Cette histoire de Toxipride m’avait tellement mis en colère que cela m’a fait gambergé une décennie sur la question communautaire chez les usagers de drogues. La consommation de drogue, d’alcool, de psychotrope obéit-elle à une logique universelle? Sontelles inhérentes à l’homme? Depuis je doute un peu. Les véritables abuseurs, les vrais chépers, les gros junks, les pochtrons confirmés ne sont pas légions. Peut-être se reconnaît- on entre nous, aux cicatrices qui décorent notre psychisme. Finalement il n’y a pas que du faux dans ces histoires de tribus. Ils n’avaient pas forcément torts, les camarades.
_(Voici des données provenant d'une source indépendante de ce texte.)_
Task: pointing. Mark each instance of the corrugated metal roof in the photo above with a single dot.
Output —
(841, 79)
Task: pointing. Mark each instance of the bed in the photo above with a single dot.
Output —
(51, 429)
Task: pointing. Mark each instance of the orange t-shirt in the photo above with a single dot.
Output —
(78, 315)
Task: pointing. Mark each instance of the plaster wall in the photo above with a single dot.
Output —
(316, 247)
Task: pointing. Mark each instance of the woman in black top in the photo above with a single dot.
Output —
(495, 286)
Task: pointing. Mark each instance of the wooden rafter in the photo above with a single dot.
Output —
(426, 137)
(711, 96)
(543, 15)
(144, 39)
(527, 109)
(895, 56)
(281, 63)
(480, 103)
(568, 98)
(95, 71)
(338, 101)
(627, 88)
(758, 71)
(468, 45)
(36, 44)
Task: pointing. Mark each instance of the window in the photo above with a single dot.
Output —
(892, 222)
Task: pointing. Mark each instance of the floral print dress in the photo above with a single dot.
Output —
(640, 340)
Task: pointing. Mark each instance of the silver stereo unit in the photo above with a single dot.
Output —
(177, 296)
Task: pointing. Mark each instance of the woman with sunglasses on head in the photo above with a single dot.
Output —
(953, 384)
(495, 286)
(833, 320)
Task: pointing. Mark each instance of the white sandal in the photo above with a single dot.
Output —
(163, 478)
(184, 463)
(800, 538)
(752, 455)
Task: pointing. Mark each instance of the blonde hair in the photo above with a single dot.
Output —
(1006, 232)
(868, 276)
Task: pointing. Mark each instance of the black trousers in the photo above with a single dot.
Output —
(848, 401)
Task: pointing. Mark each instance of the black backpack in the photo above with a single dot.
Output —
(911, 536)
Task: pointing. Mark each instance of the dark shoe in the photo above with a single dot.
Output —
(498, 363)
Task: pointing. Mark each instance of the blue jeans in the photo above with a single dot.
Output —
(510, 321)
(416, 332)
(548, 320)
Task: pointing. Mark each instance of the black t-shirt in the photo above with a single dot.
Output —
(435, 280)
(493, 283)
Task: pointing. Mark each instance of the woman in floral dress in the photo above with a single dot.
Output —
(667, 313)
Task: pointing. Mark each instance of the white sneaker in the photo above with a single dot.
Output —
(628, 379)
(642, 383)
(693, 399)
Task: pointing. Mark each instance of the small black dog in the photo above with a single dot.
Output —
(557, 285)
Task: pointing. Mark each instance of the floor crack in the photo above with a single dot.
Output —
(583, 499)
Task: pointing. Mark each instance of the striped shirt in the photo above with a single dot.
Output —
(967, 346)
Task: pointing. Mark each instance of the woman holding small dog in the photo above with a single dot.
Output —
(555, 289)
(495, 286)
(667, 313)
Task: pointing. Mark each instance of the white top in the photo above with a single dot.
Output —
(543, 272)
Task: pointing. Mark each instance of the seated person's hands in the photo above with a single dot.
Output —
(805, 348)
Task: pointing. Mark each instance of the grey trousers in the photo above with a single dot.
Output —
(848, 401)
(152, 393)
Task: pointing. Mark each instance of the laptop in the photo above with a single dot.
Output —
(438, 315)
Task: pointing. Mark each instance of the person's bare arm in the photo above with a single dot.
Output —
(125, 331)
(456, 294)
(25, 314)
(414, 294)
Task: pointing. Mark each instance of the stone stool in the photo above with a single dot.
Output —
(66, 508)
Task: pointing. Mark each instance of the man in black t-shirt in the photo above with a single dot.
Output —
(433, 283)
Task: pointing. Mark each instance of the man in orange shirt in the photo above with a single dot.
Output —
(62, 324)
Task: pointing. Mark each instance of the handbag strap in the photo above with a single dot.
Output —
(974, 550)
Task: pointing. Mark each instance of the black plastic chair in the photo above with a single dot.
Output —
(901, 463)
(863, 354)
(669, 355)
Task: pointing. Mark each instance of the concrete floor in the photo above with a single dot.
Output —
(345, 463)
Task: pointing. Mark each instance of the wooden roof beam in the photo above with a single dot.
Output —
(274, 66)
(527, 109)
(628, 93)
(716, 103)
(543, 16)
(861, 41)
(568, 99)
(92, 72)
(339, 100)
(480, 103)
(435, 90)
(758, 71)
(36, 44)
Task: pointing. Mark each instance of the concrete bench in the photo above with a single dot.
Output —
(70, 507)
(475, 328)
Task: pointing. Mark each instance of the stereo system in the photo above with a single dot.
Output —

En fait pour une association comme Asud, Act Up-Paris fait office à la fois de poil à gratter (et c’est très irritant) et de pourvoyeur d’idées. Nos états généraux, par exemple, encore une idée d’Act Up-Paris. Ils sont venus nous voir pour nous expliquer que les traitements de substitution ne pouvaient pas se mettre en place sans les usagers. On a donc fait les premiers Etats généraux des usagers de substitution en 2004. Le rendez-vous est devenu annuel.
Les épisodes sur le mode, je t’aime, moi non plus sont légion. La 8e Conférence internationale de réduction des risques de Paris, où quelques Asudiens ensommeillés ont fait un «die in» par exemple ou le saccage par Clews Vellay du stand de l’Agence française de lutte contre le sida, à Berlin en 1993. Il jette en même temps les pauvres journaux d’Asud: «Eh connard tu te prends pour qui?» Et l’autre hystérique qui me répond qu’il va crever, que tous ses copains sont morts, et qu’il est en colère. Mais tu sais à qui tu parles grand? Non. Visiblement il ne savait pas et il s’en foutait. Et puis il y a ses formules: «Act Up-Paris exige!» Exige quoi? Non mais, ça va les chevilles ?
Bref, ils sont chiantissimes les copains, pardon les copines d’Act Up, mais tout bien pesé ils méritent plus de « je t’aime» que de «moi non plus». D’ailleurs c’est simple ils ont fini par choisir une asudienne comme co-présidente et depuis on est reparti dans un autre délire, «Salle de consommation à Paris » ça s’appelle.»